I have two almost the same OpenCL kernels which I want to calculate their performance in GFLOPS. Kernel #1 is:
__kernel void Test41(__global float *data, __global float *rands, int index, int rand_max){
float16 temp;
int gid = get_global_id(0);
temp = data[gid];
temp = (float) rands[1] * temp;
temp = (float) rands[2] * temp;
temp = (float) rands[3] * temp;
temp = (float) rands[4] * temp;
.
.
.
temp = (float) rands[497] * temp;
temp = (float) rands[498] * temp;
temp = (float) rands[499] * temp;
data[gid] = temp.s0;
}
The second kernel is:
__kernel void Test42(__global float *data, __global float *rands, int index, int rand_max){
float16 temp[500];
int gid = get_global_id(0);
temp[0] = data[gid];
temp[1] = (float) rands[1] * temp[0];
temp[2] = (float) rands[2] * temp[1];
temp[3] = (float) rands[3] * temp[2];
temp[4] = (float) rands[4] * temp[3];
.
.
.
temp[497] = (float) rands[497] * temp[496];
temp[498] = (float) rands[498] * temp[497];
temp[499] = (float) rands[499] * temp[498];
data[gid] = temp[index].s0;
}
As you can see in code, I'm using stream size of 16. every kernel has 500 lines of operations, where each of them only does a single floating point operation. I also deploy around 1048576 kernels in total, so I will have around 1048576 work items to execute in parallel.

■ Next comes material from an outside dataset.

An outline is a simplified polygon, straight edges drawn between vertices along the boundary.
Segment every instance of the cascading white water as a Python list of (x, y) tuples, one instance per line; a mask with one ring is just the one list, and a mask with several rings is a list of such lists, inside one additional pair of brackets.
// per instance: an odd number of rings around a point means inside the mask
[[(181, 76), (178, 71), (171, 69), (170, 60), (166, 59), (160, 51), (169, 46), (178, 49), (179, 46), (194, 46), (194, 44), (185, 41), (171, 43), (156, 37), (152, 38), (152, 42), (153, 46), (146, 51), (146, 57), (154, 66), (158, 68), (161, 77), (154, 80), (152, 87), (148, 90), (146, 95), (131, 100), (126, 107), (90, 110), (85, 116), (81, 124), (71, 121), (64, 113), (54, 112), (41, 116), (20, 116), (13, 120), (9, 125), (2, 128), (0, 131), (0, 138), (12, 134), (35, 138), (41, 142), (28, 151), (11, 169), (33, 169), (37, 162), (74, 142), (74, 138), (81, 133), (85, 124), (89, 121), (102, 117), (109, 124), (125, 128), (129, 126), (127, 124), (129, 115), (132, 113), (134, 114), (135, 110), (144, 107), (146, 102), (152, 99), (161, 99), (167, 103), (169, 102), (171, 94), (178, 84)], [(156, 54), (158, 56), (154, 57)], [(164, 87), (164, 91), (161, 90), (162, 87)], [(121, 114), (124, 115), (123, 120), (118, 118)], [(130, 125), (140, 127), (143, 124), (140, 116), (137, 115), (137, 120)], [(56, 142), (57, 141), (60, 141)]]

In order to calculate the flops I do:
flops = #numWorkItems(1048576) * (500) * StreamSize(16) / timeTaken;
Unfortunately for the first kernel I get around 1.4 TFLOPs, but for the second kernel I get 38 GFLOPs. I was not able to explain this huge gap. using a vector of temp instead of a single temp seems to be a huge deal. Also seems like real applications are mostly like the second kernel. First kernel is too simple for a real application.
Can anyone help me to understand what exactly happening here and how second kernel performance can reach first one? In general, if I'm going to benchmark my device, should I expect to see performance near the theoretical value?
P.S. I understand I need to copy rands into a __local memory, but let's skip that for now.